İş aramak için büyük şehirlere gelen ve buralarda hayat kurmaya çalışılan Suriyeliler şimdi, kayıtlı oldukları illere geri gönderilmeye çalışılıyor. Çorabatır'a göre tıpkı Avrupa ülkelerinde olduğu gibi Türkiye'de de muhalefet partilerinin söylemi, iktidarı mülteciler aleyhine adımlar atmaya itiyor.

"CHP, İyi Parti ve Zafer Partisi Suriyelileri geri göndermeyi vaat ediyor. Bunun oy olarak bir karşılığı var. Tıpkı Avrupa'da gördüğümüz aşırı sağ hareketler gibi."

Seçimler yaklaştıkça oy kaygısıyla geri gönderme vakalarının arttığını kaydeden Çorabatır, "Şu aşamada genelde bir suça karışmış ya da toplumsal olaylar yaşanan bölgelerdekileri görüyoruz. Ancak bu her durumda uluslararası hukuka aykırı" dedi. Çorabatır'a göre suçlu da olsa bu kişiler, haksız şekilde Suriye'ye gönderilmek yerine mahkemelerde yargılanmalı.

Bizaah bölgesinde yapılan konutlar Fotoğraf: Bakr Alkasem/AFP/Getty Images

Geri gönderme merkezlerindeki hukuksuzluklara dair Çorabatır, "Sığınmacıların kendi dillerinde olması gereken gönüllü dönüş metni çoğu durumda Türkçe. Anlamadıkları bir metne imza atmaya zorlanıyorlar" bilgisini verdi.

Bu noktada Uluslararası Af Örgütü dahil ilgili sivil toplum kuruluşları ve konunun uzmanları, Türkiye'nin 1951 tarihli Birleşmiş Milletler Mültecilerin Hukuki Statüsüne İlişkin Cenevre Sözleşmesi'ne uyguladığı coğrafi kısıtlamaya dikkat çekiyor. Sözleşmeye 1961'de taraf olan Türkiye, Avrupa Konseyi üye ülkeleri dışından gelenlere mülteci statüsü tanımıyor. Bunun yerine hakları ve güvencesi belirsiz bir "geçici koruma" statüsü veriyor.

Raporda Yunanistan vurgusu

Bugün yayınlanan HRW raporunda da hukuki güvence olmadığına dikkat çekilerek "Avrupa, Türkiye'yi sığınmacılar için güvenli olmayan ülke olarak tanımalıdır" çağrısı yapılıyor. Avrupa Komisyonu'na hitaben raporda,  "Türkiye'nin güvenli ülke olmadığı netleştirilmeli ve Yunanistan'a, Türkiye'yi güvenli üçüncü ülke olarak kabul eden kararı iptal etmesi için baskı yapılmalı" deniyor.
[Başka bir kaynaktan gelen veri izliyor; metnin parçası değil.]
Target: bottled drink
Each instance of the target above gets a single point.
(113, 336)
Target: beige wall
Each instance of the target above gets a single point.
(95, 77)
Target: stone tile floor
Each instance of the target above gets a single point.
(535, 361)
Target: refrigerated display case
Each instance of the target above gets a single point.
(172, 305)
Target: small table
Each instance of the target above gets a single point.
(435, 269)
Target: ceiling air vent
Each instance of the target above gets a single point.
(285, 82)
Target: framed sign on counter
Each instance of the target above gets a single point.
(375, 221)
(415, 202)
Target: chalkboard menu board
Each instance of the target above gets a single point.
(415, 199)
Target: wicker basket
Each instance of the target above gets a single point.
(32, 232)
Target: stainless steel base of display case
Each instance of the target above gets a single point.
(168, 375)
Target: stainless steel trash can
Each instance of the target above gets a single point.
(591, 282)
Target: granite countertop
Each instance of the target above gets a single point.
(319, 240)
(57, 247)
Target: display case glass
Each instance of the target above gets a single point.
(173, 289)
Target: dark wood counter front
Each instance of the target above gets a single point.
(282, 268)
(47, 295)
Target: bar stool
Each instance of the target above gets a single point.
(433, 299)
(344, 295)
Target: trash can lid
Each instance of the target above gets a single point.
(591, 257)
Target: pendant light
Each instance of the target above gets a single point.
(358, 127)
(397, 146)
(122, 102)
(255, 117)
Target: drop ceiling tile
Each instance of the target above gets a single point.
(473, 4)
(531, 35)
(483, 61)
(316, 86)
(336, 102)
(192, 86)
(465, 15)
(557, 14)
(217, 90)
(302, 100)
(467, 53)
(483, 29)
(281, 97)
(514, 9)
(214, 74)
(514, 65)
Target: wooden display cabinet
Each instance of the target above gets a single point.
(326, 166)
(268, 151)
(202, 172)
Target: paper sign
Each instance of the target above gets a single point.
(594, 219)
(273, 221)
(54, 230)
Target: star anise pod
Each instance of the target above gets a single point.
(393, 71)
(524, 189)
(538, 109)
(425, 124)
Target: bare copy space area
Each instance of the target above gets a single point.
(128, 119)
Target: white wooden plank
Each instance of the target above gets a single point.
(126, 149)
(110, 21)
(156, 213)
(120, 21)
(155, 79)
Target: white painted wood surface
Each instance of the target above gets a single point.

Bu tespite katıldığını söyleyen IGAM Başkanı Çorabatır, "Türkiye, 1951 Cenevre sözleşmesi açısından birçok hakkı tanımıyor. Evet, eğitim ve sağlık imkanı veriyor. Ancak insanlar, mülteci statüsü ve onun getirdiği haklardan mahrumlar. Coğrafi kısıtlama kalkmadıkça Türkiye hiçbir zaman güvenli ülke olmayacak" dedi.

Mevcut durumda Türkiye'nin iki büyük muhalefet partisi CHP ve İyi Parti, mültecilerin Suriye Devlet Başkanı Beşar Esad ile anlaşılarak topluca geri gönderilmesi gerektiğini savunuyor. İktidar partisi AKP ise Suriye'nin kuzeyinde, halihazırda Türk Silahlı Kuvvetlerinin kontrolündeki bölgelere mültecileri yerleştirmeye çalışıyor.

Öte yandan Türkiye'de kötüleşen ekonomik durum ve artan yabancı düşmanlığı gönüllü geri dönüşleri de tetikliyor. Birleşmiş Milletler Mülteciler Yüksek Komiserliği (UNHCR), sadece 2022'nin ilk altı ayında 15 bin 149 Suriyelinin gönüllü olarak ülkelerine döndüğünü bildirdi. Buna karşın BM, sonuncusunu Eylül ayında yaptığı değerlendirmede, Suriye'nin geri dönüşler için güvenli olmadığını tespit etmişti.